Grapes of Wrath by John Ford, 1940.
Между утончённостью Мидзогути, экспериментами Довженко, формализмом Хичкока и лаконизмом Ульмера нашлось место и для представителя строгого классицизма — Джона Форда, по прозвищу Джек. Обладатель шести режиссёрских «Оскаров» прославился прежде всего своими вестернами. При этом как раз истории о ковбоях не принесли Джеку ни одной золотой статуэтки. Также и я из наследия Форда больше всего люблю не «Искателей» или «Мою дорогую Клементину», а «Гроздья гнева» — экранизацию одноимённого романа Джона Стейнбека.
В период Великой депрессии из тюрьмы выходит отсидевший за убийство фермер Том Джоуд, который обнаруживает, что в Оклахоме фермеров теперь сгоняют с земель и сносят дома бульдозерами. Том как раз успевает присоединиться к своей семье в их путешествии на разваливающемся грузовике на запад на поиски лучшей жизни в солнечной Калифорнии.

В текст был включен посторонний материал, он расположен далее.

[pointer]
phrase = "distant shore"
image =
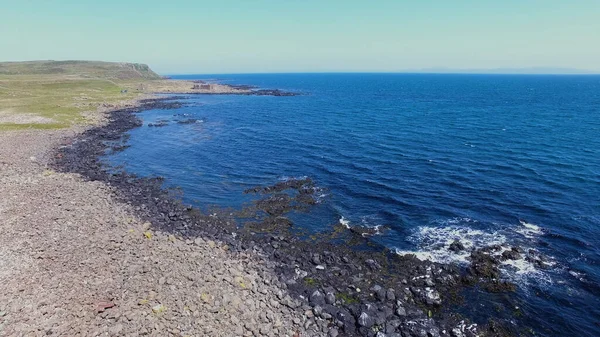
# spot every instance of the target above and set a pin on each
(162, 267)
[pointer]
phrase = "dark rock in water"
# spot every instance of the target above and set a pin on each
(189, 121)
(329, 298)
(372, 264)
(390, 294)
(511, 255)
(316, 259)
(272, 92)
(317, 298)
(365, 320)
(336, 294)
(159, 123)
(456, 246)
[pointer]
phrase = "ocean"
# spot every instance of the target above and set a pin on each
(427, 159)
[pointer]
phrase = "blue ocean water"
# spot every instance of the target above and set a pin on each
(485, 159)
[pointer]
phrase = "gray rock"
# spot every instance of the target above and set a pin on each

Фордом восхищались такие барочные и оригинальные режиссёры, как Орсон Уэллс и Жан Ренуар. Действительно, в фильмах Джека завораживает его умение спрятаться за стилистический минимализм неподвижной камеры и традиционного монтажа. Красоту «Гроздьям гнева» обеспечивает операторская работа Грегга Толанда — одного из лучших операторов своего времени. Играя с контрастами и потенциалом статичных дальних планов он эффектно передает состояние героев, оставаясь в рамках строго реализма (Толанд и велик именно потому, что умел одинаково работать и с вычурным визионером Уэллсом и со сдержанными Уайлером и Фордом, которые никогда не гнались за броским изображением).
В «Гроздьях гнева» проявляются лучшие черты Форда — умение работать с актёрами и выстраивать драматургию. Из группового портрета, конечно, сразу выделяются Джон Кэррадайн и Генри Фонда. Для меня это вообще любимая роль последнего. В «12 разгневанных мужчинах» Фонда слишком хорош, слишком идеален в своём белом костюме и со светлым огнём в глазах. У Форда Фонда (любимый актёр режиссёра после Джона Уэйна) опять же становится народным праведником и правдоискателем, но обертон статьи за убийство и насилие, с которым столкнётся Том Джоуд в конце фильма, придают образу больший объём и глубину.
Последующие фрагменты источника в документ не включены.